Di itenerary yang saya buat kunjungan ke Pokemon Cafe ini adalah optional, jadi survey yang saya lakukan kurang detail. Ternyata untuk makan di pokemon cafe ini kami harus booking dulu melalui website karena memang selalu ramai dan waiting list, dan sebagian besar yang makan disini adalah turis asing karena memang ini adalah satu-satunya pokemon cafe yang permanen (bukan cafe yang dibuka saat event tertentu). Mengapa saya tertarik datang kesini, karena dari apa yang saya lihat di youtube interior cafe-nya super cutee…. dari meja, kursi, piring gelas sampai makanannya dibuat berbentuk pokemon, dan di jam-jam tertentu ada Pikachu yang akan berkeliling di resto selama beberapa menit.
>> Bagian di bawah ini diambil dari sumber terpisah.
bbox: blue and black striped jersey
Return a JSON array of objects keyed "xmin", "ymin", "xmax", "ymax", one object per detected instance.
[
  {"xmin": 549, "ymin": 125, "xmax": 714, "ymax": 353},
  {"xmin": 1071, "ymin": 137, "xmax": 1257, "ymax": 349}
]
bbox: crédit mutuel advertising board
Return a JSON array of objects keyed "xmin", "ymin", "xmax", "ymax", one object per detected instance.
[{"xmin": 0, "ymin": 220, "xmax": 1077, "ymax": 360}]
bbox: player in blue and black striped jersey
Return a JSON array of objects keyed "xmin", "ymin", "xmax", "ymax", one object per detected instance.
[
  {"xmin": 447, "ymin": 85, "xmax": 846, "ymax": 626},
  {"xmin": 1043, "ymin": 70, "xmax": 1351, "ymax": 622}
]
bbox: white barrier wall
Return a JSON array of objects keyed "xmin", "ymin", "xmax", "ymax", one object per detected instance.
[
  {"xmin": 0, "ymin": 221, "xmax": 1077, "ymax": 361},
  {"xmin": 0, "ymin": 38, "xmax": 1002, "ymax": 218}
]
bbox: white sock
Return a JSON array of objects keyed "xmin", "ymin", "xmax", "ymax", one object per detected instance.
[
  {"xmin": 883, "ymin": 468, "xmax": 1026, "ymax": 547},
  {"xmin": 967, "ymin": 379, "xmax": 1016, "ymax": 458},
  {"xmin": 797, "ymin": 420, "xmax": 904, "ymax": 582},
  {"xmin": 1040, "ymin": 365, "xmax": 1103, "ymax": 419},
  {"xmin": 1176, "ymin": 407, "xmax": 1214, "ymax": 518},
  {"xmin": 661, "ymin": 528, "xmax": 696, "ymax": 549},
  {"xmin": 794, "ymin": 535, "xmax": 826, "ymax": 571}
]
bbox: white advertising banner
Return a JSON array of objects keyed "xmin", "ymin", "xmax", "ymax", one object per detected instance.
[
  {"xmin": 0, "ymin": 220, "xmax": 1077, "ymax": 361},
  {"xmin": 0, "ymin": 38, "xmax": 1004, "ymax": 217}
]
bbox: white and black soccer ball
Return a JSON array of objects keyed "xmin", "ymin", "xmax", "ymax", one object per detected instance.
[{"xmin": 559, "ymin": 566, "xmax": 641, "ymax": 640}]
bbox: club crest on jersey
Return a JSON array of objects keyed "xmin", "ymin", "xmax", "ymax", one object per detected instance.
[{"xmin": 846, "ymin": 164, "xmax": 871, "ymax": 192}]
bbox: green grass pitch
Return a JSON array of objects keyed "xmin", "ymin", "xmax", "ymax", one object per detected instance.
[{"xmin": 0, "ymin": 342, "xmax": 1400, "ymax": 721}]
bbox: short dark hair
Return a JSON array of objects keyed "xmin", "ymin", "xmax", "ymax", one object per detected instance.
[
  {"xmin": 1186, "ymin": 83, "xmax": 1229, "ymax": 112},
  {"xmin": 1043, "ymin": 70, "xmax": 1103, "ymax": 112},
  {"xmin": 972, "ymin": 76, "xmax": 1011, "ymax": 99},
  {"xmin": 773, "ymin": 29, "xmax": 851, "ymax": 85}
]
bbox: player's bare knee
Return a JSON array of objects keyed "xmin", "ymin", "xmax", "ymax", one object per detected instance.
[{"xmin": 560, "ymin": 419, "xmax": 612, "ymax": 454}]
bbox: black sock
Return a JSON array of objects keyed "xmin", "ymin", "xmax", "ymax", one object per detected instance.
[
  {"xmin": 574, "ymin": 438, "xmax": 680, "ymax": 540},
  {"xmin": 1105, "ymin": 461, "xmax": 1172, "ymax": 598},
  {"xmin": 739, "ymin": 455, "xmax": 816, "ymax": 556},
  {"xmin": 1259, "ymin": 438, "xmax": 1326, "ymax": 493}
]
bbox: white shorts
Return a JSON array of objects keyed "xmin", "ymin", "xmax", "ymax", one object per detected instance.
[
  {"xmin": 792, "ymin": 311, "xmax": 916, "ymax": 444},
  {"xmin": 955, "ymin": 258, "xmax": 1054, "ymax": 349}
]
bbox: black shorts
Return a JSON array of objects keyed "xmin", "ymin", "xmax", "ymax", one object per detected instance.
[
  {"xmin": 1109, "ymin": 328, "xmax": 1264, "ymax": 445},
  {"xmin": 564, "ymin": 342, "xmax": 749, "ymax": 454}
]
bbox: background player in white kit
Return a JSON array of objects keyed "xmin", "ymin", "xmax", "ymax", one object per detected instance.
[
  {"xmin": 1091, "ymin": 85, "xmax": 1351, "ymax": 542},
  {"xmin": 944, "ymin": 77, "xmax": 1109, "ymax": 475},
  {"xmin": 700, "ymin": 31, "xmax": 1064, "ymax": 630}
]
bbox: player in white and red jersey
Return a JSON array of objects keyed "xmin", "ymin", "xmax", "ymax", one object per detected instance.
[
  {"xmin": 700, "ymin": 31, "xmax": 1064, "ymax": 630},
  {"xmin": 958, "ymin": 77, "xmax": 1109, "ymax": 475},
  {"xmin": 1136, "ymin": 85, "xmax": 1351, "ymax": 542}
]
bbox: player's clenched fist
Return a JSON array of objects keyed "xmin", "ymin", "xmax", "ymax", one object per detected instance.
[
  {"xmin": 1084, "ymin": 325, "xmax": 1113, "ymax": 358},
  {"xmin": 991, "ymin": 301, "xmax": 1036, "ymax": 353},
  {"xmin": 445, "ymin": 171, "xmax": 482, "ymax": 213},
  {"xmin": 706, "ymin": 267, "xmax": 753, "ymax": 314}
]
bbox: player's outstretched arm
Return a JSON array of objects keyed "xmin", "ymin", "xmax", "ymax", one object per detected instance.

Karena tidak bisa masuk cafe, akhirnya kami hanya berbelanja saja di Pokemon center yang tepat berada disebelah cafe. Dan hari itulah dimana kami gagal menjaga isi kantong, setelah habis-habisan beberlanja merchandise One Piece, kantong kami bocor lagi disini. Kami menghabiskan waktu sampai jam 9 malam disini dan langsung pulang setelahnya menuju hostel.

Rabu 27 Maret 2019

Hari ini kami bangun pagi karena berencana keluar Tokyo dan naik kereta ke Kamakura, perjalanan memakan waktu sekitar 2,5 jam dengan kereta dari Tokyo. Sebenarnya dari Tokyo ke Kamakura akan melewati Yokohama, awalnya sempat merencanakan untuk mengunjungi Yokohama terlebih dahulu karena saya tertarik untuk ke Minato Mirai, Nissin Museum & Ramen Museum, tapi setelah ngobrol dengan Kai (Host Haru Hostel) ia lebih menyarankan kami menelusuri Kamakura terlebih dahulu karena tempat wisata di Yokohama tidak terlalu berbeda dengan Tokyo, sedangkan Kamakura banyak kuil-kuil besar yang unik dan menarik dikunjungi.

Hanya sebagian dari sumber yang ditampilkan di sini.